Nurijin, Dunikin, Baladin, and Sarojin, Balakin, too, and then even Iojin, sweet beloved Iojin - all killed. All except Garain and Averjin, who set out with Morjin and Kalkin on a ship captained by Bramu Rologar to seek the Lightstone.'
Kane paused to stare at the cup that I held, and then continued, 'And find it we did.
The Lightstone was made to be found. But on the voyage back to Tria, Morjin enlisted the aid of Captain Rologar and his men to kill Averin and Garain. So, and Kalkin, too. But Kalkin was harder to kill, eh? So, he killed Captain Rologar and four of his men and damned himself, do you understand? He killed, in violence to his soul, killed men, before Morjin stabbed him in the back and cast him into the sea.'
Now, beyond the hall's northern door, came a clamor as of shields banging together.
I knew that I, or all of us, should begin cutting arrows out of the dead in the event that Atara miraculously regained her second sight.
Instead, I nodded at Kane and asked him, 'But how did Kalkin live to tell such a tale?'
'The dolphins saved him. They were friends with men, once upon a time.'
'But that still doesn't explain Kalkin's immortality,' I pointed out.

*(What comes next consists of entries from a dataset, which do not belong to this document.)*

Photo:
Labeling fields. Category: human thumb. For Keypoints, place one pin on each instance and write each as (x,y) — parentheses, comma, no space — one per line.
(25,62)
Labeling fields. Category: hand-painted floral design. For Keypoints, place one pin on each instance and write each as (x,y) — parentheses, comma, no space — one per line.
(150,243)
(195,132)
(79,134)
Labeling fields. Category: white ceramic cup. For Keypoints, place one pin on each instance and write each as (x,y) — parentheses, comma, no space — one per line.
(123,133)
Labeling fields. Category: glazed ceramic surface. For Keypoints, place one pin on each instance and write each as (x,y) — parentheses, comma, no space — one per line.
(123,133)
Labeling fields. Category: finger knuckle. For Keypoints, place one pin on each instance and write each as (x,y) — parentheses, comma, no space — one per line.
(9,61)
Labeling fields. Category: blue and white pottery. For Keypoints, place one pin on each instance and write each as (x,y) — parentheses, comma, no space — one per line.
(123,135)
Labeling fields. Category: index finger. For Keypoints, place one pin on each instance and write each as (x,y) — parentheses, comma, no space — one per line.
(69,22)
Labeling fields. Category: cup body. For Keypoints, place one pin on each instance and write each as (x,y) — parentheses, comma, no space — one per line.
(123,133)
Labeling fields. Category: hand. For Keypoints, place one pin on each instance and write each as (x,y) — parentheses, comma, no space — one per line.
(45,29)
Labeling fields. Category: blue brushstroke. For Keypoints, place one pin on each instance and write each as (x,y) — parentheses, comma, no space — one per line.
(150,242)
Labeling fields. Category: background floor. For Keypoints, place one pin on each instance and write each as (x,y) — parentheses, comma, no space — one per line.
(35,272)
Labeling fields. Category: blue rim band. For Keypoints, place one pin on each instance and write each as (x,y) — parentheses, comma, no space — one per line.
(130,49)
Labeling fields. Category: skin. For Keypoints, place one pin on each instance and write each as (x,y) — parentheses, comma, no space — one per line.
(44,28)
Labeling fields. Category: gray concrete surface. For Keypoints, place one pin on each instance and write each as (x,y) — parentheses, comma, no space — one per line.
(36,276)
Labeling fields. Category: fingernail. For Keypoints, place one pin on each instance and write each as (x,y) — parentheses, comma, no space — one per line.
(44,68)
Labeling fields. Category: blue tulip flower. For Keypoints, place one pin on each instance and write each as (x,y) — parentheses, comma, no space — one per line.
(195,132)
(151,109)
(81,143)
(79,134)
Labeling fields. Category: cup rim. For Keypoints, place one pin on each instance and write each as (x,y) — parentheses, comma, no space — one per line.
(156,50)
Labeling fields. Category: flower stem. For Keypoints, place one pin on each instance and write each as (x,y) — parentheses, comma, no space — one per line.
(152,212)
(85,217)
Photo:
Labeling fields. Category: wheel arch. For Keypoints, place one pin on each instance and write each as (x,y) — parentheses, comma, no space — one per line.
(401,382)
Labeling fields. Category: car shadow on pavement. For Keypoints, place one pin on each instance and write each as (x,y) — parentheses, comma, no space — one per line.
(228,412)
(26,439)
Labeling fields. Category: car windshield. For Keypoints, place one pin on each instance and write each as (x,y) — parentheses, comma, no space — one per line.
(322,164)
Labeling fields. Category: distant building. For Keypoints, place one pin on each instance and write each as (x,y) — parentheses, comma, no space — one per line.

Master Juwain, ever the student of history, caught Kane's eyes and said, 'You've recounted that Kalkin and his band of brothers came to Tria early in the Age of Swords. But the first quest took place late in that age, didn't it?'
'So,' Kane said, his eyes flashing, 'so.'
'Hundreds of years later,' Master Juwain said. 'But if Kaikin and Morjin, and the others as well, lived all that time, then they didn't gain their immortality by touching -'
'The Lightstone has no such power!' Kane suddenly shouted, cutting him off.
'Haven't I made that clear?'
'Then how,' Master Juwain asked, 'did Kalkin become immortal?'
'The way that men do,' Kane told htm. 'By becoming more than men.'
It was as if a cold wind had fallen down from the nighttime sky and found the flesh along the back of my neck. A shiver, like a lightning bolt made of ice, ran up and down my spine. I stood staring at Kane waiting for him to say more.